Can confirm, 3.1.2 loses requests on reload, switching to 2.1.1 fixes the issue

Sep 19 '18 12:09 wirtsi

@brendonboshell @laurentdebricon

I am running on 3.2.2 and I have fixed this problem for myself by using pm2 reload appname --parallel 1. The issue was that pm2 performs the reload concurrently in pairs, which will be bad for anyone using only 2 instances. I created a suggestion issue here to adjust how that works https://github.com/Unitech/pm2/issues/4047 I hope this may solve your problems as well!

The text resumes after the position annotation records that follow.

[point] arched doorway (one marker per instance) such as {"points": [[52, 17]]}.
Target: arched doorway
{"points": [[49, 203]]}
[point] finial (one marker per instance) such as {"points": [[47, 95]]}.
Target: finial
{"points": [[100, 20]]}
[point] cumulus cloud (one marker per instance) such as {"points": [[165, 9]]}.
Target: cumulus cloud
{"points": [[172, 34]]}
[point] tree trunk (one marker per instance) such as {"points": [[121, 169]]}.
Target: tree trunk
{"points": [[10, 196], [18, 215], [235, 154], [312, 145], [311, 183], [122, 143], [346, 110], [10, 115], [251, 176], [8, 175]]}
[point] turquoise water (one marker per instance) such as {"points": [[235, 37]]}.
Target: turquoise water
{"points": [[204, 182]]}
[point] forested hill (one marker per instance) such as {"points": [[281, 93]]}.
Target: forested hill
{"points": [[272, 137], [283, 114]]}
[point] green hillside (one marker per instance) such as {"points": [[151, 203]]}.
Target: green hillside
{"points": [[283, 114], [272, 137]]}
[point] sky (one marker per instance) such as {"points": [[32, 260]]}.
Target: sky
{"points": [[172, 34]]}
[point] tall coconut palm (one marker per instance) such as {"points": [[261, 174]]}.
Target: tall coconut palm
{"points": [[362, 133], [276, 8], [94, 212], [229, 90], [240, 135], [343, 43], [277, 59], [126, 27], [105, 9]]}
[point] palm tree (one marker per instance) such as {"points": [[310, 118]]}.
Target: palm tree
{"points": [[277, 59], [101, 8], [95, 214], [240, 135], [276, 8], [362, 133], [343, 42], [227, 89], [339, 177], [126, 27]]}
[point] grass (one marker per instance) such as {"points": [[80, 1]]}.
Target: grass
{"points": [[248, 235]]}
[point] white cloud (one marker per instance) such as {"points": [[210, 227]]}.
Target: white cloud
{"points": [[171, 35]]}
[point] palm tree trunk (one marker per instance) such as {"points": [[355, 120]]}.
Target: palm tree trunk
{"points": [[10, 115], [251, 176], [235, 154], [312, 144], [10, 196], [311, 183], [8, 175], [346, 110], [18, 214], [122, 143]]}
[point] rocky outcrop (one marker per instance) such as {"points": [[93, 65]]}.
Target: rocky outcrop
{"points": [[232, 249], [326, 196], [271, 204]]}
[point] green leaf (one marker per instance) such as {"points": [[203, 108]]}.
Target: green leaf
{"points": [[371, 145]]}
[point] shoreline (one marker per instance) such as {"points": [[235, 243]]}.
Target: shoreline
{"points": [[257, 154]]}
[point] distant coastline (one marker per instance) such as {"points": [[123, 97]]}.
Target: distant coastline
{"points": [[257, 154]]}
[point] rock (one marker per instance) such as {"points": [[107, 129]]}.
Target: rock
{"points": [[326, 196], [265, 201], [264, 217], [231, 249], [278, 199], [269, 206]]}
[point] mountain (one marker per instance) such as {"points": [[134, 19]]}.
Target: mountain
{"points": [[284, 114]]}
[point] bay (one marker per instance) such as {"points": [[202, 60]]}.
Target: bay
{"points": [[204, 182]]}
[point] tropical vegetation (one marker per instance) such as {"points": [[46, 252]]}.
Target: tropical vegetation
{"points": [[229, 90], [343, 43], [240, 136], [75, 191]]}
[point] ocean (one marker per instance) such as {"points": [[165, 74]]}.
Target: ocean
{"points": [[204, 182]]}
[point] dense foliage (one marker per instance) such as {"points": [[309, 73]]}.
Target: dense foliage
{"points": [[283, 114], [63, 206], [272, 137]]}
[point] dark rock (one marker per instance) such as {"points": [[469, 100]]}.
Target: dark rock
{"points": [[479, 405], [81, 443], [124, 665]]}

Nov 29 '18 18:11 curtisbelt

For using an ecosystem.json file, I found that --parallel would no longer work. It was also not configurable in the json file. I was able to resolve this by using system environment variable PM2_CONCURRENT_ACTIONS, like so:

#!/bin/bash
cd /path/to/appname
PM2_CONCURRENT_ACTIONS=1 pm2 reload ecosystem.json

Source:

https://github.com/Unitech/pm2/blob/91786108d71b3fc6c182750c09b494619e28b28a/constants.js#L88-L93

Dec 01 '18 06:12 curtisbelt

I'm still experiencing downtime when using pm2 reload {processname}. I started the serve using ecosystem file. PM2 is sitting behind NGINX reverse proxy.

Most of the times when I pm2 reload myproc, hit on the api returns 502. Only some of the times it reloads gracefully and without any downtime. What should I change?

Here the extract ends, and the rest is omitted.